Türk mitolojisinde
başrol oynayan tanrı ve tanrıçaların sıfatları,
işlevleri ve isimlerinin etimolojik anlamları, yukarıdaki
gezegen ve gezegensel sıralamaya uygunluk göstermektedir. Buna göre;
Satürn Kara-Han, Jüpiter Ülgen, Mars Kızagan Tanrı, Venüs Umay (Ayızıt), Merkür
Mergen Tanrı’yı karşılamaktadır.
Bu yazıda Türk mitolojisindeki kahraman, tanrı ve tanrıçaların nereden geldiklerini anlatıyoruz. Çok farklı kaynaklardan alınsalar ve farklı efsanelerde geçseler de hepsini bir yerde toplamaya çalıştık.
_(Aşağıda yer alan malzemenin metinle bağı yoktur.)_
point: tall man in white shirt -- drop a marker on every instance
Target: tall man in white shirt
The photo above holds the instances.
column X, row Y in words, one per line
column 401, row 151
Dünyadaki diğer mitolojik kahramanların kendi uluslarına bıraktıklarından daha fazlası var Türk mitolojisinde. Okudukça günümüze mitlerin nasıl taşındığını anlayıp aydınlanacaksınız.
Öyleyse başlıyoruz:
Altay
Türklerine göre gökyüzündeki tanrıların en büyüğü Kara Han’dır. Kara Han 17.
katta oturur. Bütün Tanrıların babasıdır ve oradan evrenin kaderini tayin eder.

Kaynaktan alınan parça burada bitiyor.